Aussi, a-t-il expliqué que certains éléments commettent des actes à l’insu de leur patron. « S’ils commettent des actes, ce n’est pas forcément parce qu’ils ont reçu un ordre du général »,
a-t-il insisté, malgré les questions pressantes du parquet. Le jour
des faits, le 12 mars, le major Kouadio Kouadio soutient que quand il
revenait de chez lui, il a trouvé à la présidence des soldats de la Gr
déjà couchés, tout comme le général qui s’était enfermé dans son bureau.
En d’autres termes, il n’a pas vu les sergents Lago Léo, Lobé Lobé et
Yapi Yavo (les deux derniers cités sont en fuite : Ndlr) dans le bureau
du général. Toutefois, il fait savoir que quelques jours après la
commission du meurtre, Toh Ferdinand (un des prévenus) lui a révélé, au
cours d’un repas, que Lago Léo, Lobé Lobé et Yapi Yavo ont exécuté le
colonel-major Dosso. « Toh m’a dit qu’il ne savait pas lui-même de qui l’ordre est venu »,
a ajouté le chef de la sécurité de Dogbo Blé. Depuis le début du
procès, le sergent Lago Léo a signifié à la Cour que l’ordre a été donné
par le commandant Kipré Yagba (directeur de cabinet de l'ex-commandant
de la Gr) qui lui-même a reçu l’ordre du général Dogbo Blé et qu’après
leur forfait, ils ont rendu compte aux deux responsables.
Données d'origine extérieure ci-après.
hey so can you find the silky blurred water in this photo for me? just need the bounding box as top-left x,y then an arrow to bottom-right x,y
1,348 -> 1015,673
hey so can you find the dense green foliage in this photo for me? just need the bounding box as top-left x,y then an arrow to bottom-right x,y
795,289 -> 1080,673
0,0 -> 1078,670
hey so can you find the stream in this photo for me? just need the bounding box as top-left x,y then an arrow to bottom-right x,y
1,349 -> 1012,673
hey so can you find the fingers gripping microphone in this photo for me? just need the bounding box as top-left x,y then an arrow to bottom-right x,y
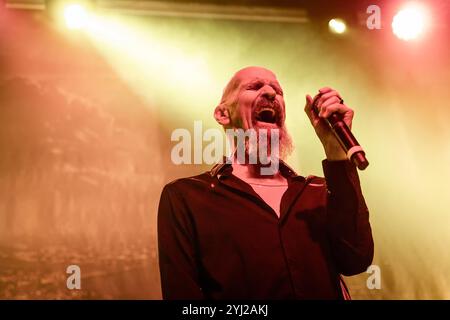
312,95 -> 369,170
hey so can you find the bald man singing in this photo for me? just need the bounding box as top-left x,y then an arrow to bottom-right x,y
157,66 -> 374,300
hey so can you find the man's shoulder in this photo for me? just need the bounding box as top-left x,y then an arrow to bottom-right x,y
306,175 -> 326,187
278,160 -> 326,187
163,171 -> 214,192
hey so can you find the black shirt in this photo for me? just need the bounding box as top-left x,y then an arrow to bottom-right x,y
157,160 -> 374,299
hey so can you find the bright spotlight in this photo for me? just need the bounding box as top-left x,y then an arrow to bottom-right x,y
328,18 -> 347,34
63,3 -> 89,30
392,4 -> 429,41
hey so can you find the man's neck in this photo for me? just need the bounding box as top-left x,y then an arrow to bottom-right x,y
231,162 -> 287,186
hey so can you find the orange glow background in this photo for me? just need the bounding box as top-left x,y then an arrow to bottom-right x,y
0,2 -> 449,299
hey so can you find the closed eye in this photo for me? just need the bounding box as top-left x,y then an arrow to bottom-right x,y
247,81 -> 264,90
273,87 -> 283,96
271,83 -> 283,95
246,81 -> 283,96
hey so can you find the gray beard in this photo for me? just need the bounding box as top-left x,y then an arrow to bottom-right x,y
244,125 -> 293,163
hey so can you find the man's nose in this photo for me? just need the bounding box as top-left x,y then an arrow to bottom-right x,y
261,85 -> 276,101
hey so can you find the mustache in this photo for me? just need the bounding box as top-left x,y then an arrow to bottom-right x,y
253,96 -> 281,112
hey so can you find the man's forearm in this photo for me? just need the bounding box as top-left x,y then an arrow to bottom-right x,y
322,160 -> 374,275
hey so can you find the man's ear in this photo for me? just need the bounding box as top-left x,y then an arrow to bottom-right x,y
214,104 -> 231,126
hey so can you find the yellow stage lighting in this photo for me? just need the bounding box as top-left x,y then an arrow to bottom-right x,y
63,3 -> 90,30
328,18 -> 347,34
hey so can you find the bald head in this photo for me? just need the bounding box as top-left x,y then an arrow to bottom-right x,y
220,66 -> 278,104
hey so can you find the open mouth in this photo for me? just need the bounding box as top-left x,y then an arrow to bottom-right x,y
254,107 -> 279,125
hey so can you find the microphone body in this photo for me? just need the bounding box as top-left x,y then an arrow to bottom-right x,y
312,95 -> 369,170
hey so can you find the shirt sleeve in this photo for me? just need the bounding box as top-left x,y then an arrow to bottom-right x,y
322,159 -> 374,276
157,183 -> 205,299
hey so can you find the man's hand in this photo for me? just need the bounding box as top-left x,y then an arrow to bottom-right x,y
304,87 -> 354,161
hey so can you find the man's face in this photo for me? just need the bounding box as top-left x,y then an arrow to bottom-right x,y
229,67 -> 286,131
219,67 -> 292,161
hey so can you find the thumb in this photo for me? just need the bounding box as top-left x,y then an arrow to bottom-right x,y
304,94 -> 317,123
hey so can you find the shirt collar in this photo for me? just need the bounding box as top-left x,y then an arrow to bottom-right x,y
209,157 -> 302,181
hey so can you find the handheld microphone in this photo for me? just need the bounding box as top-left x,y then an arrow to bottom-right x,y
312,94 -> 369,170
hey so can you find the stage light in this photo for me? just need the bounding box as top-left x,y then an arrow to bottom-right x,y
392,4 -> 429,41
328,18 -> 347,34
63,3 -> 90,30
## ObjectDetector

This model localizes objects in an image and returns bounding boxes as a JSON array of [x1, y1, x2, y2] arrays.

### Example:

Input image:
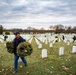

Le commandant
Yagba a rejeté tout en bloc.
Selon lui, le sergent Lago est venu
spontanément à lui pour lui demander s’il y avait une mission
(l’exécution de la victime) à effectuer. Il a dit lui avoir répondu
qu’il n’en savait pas grand-chose et qu’il pouvait aller se renseigner. A
la barre, Dogbo Blé a été formel : « Je n’ai donné aucun ordre et je n’ai eu de contact avec qui que ce soit dans ce sens ».
Les accusés ont fait savoir qu’après, ils ont accompagné le général,
cette nuit-là, à son domicile. Cependant, son secrétaire Kalou Bi, son
chef de sécurité Kouadio Kouadio et son directeur de cabinet soutiennent
tous le contraire, à savoir que cette nuit-là, leur patron a dormi à la
présidence où était logé son bureau. Parole contre parole, ainsi se
poursuit la saga des contradictions, de sorte que l’on a dû mal à savoir
de quel côté se trouve la vérité. Devant ces nombreuses pistes que
constituent les témoignages et les versions des uns et des autres, on ne
distingue pas clairement celle qui mènent à celui qui a donné l’ordre
de tuer le colonel-major Dosso Adama. Et le doute demeure ! L’audience
reprend ce matin, mercredi 10 octobre à 10h.
Alain BOUABRE
Encadré
Le président du tribunal militaire, le
magistrat Kanga Pennon Mathurin, a usé de tact, hier, au cours du procès
pour appeler les avocats Gohi-Bi Raoul (défenseur de Lago Léo, Toh
Ferdinand et Toualy Jean-Noël) et Sounkalo Coulibaly (partie civile) au
calme. Mais avant d’y arriver, il a momentanément suspendu l’audience
pour aplanir les incompréhensions entre les deux juristes. Tout est
parti d’une observation, en des termes un peu durs, de l’avocat Gohi Bi
qui reprochait à son confrère d’aller dans tous les sens. « Comme
par extraordinaire Me Sounkalo qui est avocat du Rdr est dans ce procès
partie civile et officier de police judiciaire. Je demande qu’il remette
au sergent Lago Léo, dont je suis l’avocat, toutes ses affaires et son
téléphone », a-t-il fait remarquer. Le juge convoque alors les
deux hommes à son bureau. Une dizaine de minutes plus tard, les choses
sont rentrées dans l’ordre et le procès a pu reprendre tranquillement.